La decisione era presa e non mi sarei tirato in dietro, sarei andato avanti per trovare un po' di pace, per riuscire a chiudere occhio la notte. Mi sollevai dal letto, mi cambiai velocemente ed uscii dalla mia camera intenzionato a mettermi al lavoro. Le mie intenzioni erano chiare, avrei scoperto il più possibile, qualunque cosa questo significasse. Presi il mazzo di chiavi del suo appartamento e lo misi in tasca, mi apprestai ad uscire quando mi imbattei nella figura sorridente e pimpante di Wes all'ingresso. Gli lanciai una lunga occhiata tanto che lui rispose guardandomi accigliato di rimando.

- Che ti serve, cugino, la mia anima forse? – chiese schernendomi.

Storsi il labbro in segno di disgusto - perché ne hai una, cugino? – mi dedicò un altro sorriso - vieni con me. –

Non attesi risposta, lo afferrai per un braccio e lo trascinai via dalla casa.

- Ma che cazzo!
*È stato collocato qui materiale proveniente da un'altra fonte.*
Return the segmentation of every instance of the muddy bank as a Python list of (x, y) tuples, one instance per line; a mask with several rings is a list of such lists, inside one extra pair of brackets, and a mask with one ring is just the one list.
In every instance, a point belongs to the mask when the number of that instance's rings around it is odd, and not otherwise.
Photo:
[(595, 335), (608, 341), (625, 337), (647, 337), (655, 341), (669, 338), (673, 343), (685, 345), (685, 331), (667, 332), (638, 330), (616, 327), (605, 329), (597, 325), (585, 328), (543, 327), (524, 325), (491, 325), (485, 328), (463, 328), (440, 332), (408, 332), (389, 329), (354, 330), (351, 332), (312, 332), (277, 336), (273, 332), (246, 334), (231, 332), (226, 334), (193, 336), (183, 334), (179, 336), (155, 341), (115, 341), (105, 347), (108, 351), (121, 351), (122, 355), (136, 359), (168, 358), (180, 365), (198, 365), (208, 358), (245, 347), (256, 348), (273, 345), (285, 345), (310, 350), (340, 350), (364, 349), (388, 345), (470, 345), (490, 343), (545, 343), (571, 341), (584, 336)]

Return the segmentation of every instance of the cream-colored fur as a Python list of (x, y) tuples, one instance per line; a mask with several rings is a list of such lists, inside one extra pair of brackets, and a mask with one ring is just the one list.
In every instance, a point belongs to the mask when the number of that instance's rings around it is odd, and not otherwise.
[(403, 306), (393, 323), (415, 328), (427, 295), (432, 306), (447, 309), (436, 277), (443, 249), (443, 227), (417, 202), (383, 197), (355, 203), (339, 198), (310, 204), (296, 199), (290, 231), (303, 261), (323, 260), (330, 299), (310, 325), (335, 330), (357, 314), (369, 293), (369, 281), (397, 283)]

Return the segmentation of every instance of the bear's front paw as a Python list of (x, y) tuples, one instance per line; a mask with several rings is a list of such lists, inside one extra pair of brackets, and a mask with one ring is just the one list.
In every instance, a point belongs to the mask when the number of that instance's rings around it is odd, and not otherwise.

Seth! Seth! – si lamentava – ma che fai? Dannazione! –

Lo gettai in auto al posto del passeggero e io mi accomodai al volante – metti la cintura – dissi e poi accesi il motore e partimmo.

- Deve davvero essere una cosa seria se hai usato un mezzo di trasporto della famiglia – osservò – sbaglio o usi sempre la metro? Non ti va proprio di prendere in prestito roba da tuo padre ... –

Rimasi in silenzio continuando a guidare e dirigendomi in una strada familiare, casa di Koll.

- Seth? E' un rapimento per caso? Puoi almeno dirmi che cazzo facciamo nell'auto di tuo padre in un quartiere di merda, tra l'altro? – insistette.

- Piantala di scocciare ... non ti ho rapito perché adoro la tua parlantina Wes – lo zittii – abbiamo una missione adesso e tu farai come ti dico. –

- Mmm, come siamo criptici. Una missione, eh? Cristo, ti sei bevuto il cervello? – cantilenò.

Fu troppo, non era solo lui, era tutto, tutto il dannato universo che era diventato insopportabile, accostai bruscamente, frenando di colpo, tanto che entrambi rinsaccammo forte in avanti.

- Cazzo ... - gli sfuggì.

- Ascoltami bene adesso – sbottai rabbioso – tu ora chiudi il tuo fottuto becco e mi accompagni a casa di Koll e io scopro cosa diavolo sta succedendo – le lacrime avevano iniziato a sgorgare dagli occhi senza che io lo volessi – perché sono stanco, sono stanco e a pezzi! Perché dopo tutto il tempo che abbiamo passato insieme non posso sopportarlo ... fa troppo male – ansimavo adesso – ... io merito più di questo, merito più che essere solo un gioco, merito di sapere , merito di conoscere la persona che mi sta calpestando .... Chiaro!? –

Il suo volto perse qualunque traccia di felicità o derisione, si fece improvvisamente serissimo - porca puttana, bastava dirlo subito. –

Allora rimisi in moto e percorsi il resto della strada che mi divideva da quell'appartamento, cercando di cacciare via le lacrime.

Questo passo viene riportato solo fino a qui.